While Large Language Model-based Multi-Agent Systems (LLM-MAS) demonstrate remarkable capabilities in solving complex tasks by orchestrating specialized agents and external tools, the implicit trust in tool outputs creates a critical attack surface. Existing tool attacks are limited by domain specificity or fixed and static templates. To address these challenges, we propose Evo-Attacker, which formulates the tool attack as a self-evolving, memory-augmented reinforcement learning process.
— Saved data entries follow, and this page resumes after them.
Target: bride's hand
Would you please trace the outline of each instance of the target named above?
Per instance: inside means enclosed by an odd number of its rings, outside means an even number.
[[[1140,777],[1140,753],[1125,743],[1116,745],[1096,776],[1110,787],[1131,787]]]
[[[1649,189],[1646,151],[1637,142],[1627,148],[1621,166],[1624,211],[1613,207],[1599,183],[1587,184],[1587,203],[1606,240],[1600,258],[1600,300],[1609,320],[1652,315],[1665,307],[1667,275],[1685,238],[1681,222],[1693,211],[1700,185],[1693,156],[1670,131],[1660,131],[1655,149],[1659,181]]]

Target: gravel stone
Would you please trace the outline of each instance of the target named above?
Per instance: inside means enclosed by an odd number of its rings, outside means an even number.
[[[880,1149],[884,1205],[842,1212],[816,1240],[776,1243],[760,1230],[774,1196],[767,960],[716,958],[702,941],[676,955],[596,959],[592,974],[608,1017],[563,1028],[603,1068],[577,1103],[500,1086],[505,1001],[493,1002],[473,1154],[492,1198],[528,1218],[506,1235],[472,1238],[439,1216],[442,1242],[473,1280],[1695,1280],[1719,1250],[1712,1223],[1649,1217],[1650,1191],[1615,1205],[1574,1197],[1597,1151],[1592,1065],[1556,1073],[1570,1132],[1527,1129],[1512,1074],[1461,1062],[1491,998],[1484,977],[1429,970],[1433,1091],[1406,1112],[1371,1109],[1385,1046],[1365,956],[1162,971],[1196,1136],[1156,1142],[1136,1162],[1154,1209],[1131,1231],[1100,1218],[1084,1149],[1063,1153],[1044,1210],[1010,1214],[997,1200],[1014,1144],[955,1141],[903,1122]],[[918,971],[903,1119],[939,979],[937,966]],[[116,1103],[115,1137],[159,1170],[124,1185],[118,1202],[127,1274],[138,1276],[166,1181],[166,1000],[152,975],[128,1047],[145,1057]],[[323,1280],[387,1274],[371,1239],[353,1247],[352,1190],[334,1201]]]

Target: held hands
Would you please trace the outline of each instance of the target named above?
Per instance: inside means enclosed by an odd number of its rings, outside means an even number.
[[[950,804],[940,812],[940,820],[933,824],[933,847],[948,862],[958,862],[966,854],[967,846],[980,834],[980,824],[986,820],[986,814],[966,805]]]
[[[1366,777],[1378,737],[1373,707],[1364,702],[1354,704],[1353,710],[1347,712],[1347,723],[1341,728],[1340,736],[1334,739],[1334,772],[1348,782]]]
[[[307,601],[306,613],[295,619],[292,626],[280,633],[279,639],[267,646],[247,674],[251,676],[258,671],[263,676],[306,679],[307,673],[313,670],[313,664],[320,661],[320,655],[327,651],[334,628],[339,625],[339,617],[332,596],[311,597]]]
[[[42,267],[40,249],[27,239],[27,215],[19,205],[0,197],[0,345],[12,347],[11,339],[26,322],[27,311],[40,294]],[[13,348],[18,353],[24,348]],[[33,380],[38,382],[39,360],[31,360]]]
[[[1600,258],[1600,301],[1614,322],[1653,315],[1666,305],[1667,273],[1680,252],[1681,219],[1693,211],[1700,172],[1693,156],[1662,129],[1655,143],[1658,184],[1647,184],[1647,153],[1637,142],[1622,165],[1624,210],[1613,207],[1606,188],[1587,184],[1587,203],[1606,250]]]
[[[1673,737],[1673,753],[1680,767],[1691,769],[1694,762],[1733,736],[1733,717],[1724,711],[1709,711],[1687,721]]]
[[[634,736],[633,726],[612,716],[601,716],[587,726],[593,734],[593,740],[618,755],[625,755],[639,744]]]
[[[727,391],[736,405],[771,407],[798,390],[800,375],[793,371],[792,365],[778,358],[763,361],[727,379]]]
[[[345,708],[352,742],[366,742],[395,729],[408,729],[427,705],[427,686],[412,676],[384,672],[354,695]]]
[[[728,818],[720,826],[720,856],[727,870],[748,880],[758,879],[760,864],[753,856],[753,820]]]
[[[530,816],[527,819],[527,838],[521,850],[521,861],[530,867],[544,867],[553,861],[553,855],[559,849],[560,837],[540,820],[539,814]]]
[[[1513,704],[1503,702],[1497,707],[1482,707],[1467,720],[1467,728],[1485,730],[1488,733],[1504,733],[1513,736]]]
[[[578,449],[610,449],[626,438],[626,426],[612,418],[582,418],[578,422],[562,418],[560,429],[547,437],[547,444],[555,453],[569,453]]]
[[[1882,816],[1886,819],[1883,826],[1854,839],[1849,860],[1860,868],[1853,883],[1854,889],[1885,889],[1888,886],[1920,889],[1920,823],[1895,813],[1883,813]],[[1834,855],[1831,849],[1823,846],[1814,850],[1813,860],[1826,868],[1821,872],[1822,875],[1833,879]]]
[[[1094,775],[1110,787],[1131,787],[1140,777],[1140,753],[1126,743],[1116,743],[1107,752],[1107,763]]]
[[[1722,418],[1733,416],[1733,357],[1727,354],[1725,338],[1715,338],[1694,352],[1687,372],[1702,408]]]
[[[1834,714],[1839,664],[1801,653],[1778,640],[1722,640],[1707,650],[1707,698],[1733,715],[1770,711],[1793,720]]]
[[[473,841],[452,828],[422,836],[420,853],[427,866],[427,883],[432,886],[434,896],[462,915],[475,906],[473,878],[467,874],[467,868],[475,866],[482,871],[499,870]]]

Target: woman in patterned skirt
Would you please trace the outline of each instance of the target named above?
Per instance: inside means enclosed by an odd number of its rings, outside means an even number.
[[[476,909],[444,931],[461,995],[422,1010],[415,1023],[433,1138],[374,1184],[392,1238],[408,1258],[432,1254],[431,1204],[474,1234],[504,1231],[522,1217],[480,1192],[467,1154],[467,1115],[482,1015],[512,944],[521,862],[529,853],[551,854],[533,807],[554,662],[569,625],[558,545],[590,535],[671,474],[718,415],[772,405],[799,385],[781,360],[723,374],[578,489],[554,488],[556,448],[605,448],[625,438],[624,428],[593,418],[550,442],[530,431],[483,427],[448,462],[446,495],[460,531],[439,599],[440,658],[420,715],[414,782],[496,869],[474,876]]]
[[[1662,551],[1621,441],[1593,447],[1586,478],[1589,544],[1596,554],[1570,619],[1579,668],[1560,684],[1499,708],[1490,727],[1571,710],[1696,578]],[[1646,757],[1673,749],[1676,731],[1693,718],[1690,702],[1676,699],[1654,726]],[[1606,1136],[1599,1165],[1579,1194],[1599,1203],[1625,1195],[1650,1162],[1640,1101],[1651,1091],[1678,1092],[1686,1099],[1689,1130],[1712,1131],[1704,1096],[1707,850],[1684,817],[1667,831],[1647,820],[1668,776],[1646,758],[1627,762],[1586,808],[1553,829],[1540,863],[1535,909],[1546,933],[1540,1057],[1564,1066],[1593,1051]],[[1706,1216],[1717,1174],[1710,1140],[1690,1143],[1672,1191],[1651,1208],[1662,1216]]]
Evo-Attacker constructs a dynamic attack memory and employs deliberative reasoning to retrieve adversarial patterns and strategize modifying interventions at critical moments. Furthermore, we introduce Attack-Flow GRPO to optimize intermediate reasoning steps via terminal outcomes, addressing the long-horizon credit assignment challenge. Comprehensive experiments demonstrate that Evo-Attacker consistently outperforms baselines, highlighting its generalization and evolutionary capabilities and the urgent need for defensive tool safeguards.

翻译：摘要：尽管基于大语言模型的多智能体系统（LLM-MAS）通过编排专用智能体和外部工具展现出了解决复杂任务的卓越能力，但对工具输出的隐式信任构成了关键攻击面。现有工具攻击受限于领域特异性或固定的静态模板。为应对这些挑战，我们提出Evo-Attacker，将工具攻击形式化为一种自进化、记忆增强的强化学习过程。Evo-Attacker构建动态攻击记忆，并采用深思熟虑的推理来检索对抗模式，并在关键时刻策略性地修改干预措施。此外，我们引入攻击流GRPO（Attack-Flow GRPO），通过终端结果优化中间推理步骤，解决长程信用分配难题。综合实验表明，Evo-Attacker持续优于基线方法，凸显了其泛化与进化能力，以及部署防御性工具保障措施的迫切需求。